At any rate, Coroner Downs immediately had Mathilda's rotting body interred at the Old Quindaro Cemetery, and Jacob Shaler's corpse was buried in an unmarked grave in Potter's Field. But the mystery only deepened when one of the neighbors who had accompanied Will Baker to the scene of the tragedy told a bizarre tale about the the previous occupants of the house that was later purchased by the Millers. The old-timer, a fellow by the name of Metz, told the following story:
"Twenty-two years ago a strange couple moved into the house an cultivated some of the adjoining land. They kept to themselves, did not interfere with anybody's business, and so the neighbors did not learn their names. Twenty-one years ago this very night we came down to this house on the same errand on which we came this morning. not having seen them around for a week or so, and as sure as you stand there, sir, we found that man and woman in this same room, dead-- both with pistol shots in their head.
"Not having any friends, the county buried them, and no one to this day knows who they were or where they came from. I hardly think that anyone who knows the circumstances would wish to live in this house, and it will be avoided as a terrible spot."

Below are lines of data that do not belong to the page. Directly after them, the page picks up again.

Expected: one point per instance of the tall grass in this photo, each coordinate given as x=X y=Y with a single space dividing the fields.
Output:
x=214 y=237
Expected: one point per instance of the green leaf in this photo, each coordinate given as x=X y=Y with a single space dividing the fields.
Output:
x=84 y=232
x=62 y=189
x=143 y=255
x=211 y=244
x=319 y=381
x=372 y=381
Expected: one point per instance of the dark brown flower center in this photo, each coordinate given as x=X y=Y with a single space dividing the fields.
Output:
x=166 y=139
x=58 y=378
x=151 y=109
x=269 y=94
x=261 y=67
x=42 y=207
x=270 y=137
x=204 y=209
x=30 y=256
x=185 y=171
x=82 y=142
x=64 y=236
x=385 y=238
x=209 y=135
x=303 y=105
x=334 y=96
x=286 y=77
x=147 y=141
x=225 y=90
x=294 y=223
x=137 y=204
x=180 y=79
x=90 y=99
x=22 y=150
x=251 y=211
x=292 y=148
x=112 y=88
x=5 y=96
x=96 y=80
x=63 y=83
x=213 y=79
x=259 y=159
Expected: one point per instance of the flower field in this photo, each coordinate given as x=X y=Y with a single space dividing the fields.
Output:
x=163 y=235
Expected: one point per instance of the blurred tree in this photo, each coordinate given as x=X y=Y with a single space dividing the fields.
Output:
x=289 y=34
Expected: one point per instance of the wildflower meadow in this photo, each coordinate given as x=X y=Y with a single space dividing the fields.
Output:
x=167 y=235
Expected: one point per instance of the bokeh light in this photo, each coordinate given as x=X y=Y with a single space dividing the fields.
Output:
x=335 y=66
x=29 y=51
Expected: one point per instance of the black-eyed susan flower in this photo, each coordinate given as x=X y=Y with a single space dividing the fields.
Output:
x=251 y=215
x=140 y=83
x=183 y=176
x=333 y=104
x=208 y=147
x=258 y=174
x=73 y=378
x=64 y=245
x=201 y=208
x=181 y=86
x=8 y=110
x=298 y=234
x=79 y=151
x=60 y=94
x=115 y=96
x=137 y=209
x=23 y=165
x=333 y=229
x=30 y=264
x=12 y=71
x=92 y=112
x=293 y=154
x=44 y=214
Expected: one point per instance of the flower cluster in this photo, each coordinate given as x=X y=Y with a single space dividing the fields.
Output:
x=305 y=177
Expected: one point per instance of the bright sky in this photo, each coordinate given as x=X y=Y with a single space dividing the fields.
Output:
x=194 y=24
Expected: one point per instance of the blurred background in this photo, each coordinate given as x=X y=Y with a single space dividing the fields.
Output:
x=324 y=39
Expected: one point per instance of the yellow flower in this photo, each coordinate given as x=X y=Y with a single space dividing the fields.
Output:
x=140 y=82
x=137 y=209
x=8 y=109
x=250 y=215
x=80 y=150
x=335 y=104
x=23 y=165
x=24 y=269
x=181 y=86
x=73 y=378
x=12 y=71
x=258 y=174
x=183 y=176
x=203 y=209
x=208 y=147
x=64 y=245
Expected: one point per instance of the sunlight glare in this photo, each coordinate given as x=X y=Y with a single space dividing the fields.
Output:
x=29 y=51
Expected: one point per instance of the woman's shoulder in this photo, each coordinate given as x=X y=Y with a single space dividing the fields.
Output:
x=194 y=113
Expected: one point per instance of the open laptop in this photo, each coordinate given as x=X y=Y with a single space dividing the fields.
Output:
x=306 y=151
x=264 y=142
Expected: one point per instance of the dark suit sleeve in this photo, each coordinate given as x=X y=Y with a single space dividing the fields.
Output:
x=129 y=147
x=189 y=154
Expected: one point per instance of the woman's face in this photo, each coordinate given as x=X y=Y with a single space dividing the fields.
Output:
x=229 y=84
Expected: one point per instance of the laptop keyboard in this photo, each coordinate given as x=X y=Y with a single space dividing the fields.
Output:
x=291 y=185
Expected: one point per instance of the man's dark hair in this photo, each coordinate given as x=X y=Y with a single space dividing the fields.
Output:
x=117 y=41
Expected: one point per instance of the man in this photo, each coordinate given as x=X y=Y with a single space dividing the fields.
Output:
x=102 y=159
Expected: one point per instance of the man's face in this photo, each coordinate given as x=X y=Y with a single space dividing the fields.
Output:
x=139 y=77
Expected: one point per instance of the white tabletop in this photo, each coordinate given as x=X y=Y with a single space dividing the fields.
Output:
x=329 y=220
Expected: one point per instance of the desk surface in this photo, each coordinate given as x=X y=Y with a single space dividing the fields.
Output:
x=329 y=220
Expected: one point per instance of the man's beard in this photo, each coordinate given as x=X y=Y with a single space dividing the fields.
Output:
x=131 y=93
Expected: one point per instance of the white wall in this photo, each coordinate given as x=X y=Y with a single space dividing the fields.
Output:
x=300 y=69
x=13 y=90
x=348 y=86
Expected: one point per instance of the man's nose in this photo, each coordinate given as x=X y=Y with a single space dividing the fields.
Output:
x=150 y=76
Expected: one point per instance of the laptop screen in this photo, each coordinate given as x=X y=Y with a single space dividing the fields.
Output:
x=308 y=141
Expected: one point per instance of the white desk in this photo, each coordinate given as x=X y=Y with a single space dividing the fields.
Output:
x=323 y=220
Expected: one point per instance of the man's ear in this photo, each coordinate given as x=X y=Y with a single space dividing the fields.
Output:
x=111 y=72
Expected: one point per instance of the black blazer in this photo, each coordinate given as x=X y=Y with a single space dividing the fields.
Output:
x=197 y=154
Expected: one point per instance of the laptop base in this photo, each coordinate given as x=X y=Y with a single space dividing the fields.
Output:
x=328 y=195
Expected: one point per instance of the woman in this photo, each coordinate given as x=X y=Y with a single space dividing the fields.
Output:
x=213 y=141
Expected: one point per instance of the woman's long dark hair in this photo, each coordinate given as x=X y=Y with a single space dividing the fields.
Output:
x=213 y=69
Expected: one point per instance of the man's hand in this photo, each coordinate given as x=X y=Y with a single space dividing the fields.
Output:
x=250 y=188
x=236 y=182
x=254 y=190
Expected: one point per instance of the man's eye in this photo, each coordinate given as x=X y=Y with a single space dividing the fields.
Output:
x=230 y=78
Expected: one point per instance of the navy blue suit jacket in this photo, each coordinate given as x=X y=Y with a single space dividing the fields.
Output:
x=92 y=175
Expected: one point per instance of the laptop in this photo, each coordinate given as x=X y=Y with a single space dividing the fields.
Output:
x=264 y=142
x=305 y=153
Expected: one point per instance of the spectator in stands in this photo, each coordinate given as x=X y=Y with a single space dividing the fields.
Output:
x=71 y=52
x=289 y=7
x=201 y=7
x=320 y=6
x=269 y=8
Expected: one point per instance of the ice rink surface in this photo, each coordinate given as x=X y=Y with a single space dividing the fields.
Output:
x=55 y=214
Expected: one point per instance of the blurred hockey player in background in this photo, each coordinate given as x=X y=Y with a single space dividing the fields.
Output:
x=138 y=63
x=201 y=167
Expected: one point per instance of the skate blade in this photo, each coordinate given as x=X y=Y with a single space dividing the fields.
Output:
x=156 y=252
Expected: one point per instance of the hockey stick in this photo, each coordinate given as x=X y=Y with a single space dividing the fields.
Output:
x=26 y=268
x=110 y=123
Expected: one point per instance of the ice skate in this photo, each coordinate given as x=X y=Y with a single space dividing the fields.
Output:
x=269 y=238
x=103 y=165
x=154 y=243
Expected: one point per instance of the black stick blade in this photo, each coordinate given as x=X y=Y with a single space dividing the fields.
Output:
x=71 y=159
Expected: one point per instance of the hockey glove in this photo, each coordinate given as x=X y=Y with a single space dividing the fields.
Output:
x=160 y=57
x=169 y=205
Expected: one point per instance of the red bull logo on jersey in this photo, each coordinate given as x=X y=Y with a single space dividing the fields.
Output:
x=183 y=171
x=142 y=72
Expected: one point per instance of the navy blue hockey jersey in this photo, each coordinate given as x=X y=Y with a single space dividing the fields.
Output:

Mr. Metz turned out to be correct; in late December of 1889 a young man named William Keeley was walking home along the Parallel Parkway and when he passed the abandoned Miller house he reported that he had seen orbs of light moving around the house and had heard the groans and cried of someone in extreme agony. When Keeley told his story to some of the locals they all had a good laugh at the young man's expense, but Keeley was vindicated a few days later after a traveling salesman passed through the vicinity and arrived at Will Baker's house in a state of high agitation. "Something is terribly wrong in that house back on the road," pleaded the stranger, who said that he had heard someone groaning as if in pain. Sure enough, the house the peddler referred to was the Miller farmhouse.
Once again, the neighbors banded together to investigate, and fruits of their investigation were published in the Boston Globe on January 2, 1890:
When they arrived at the spot all was dark, and they lay quiet for a short time hidden in some bushes near the house. About eight o'clock a light appeared at one of the windows, and then the whole house was lighted up. Groans and cries were heard. the party made a rush for the door when all was plunged in darkness, and a search revealed no signs of anyone having been there since the last tragedy.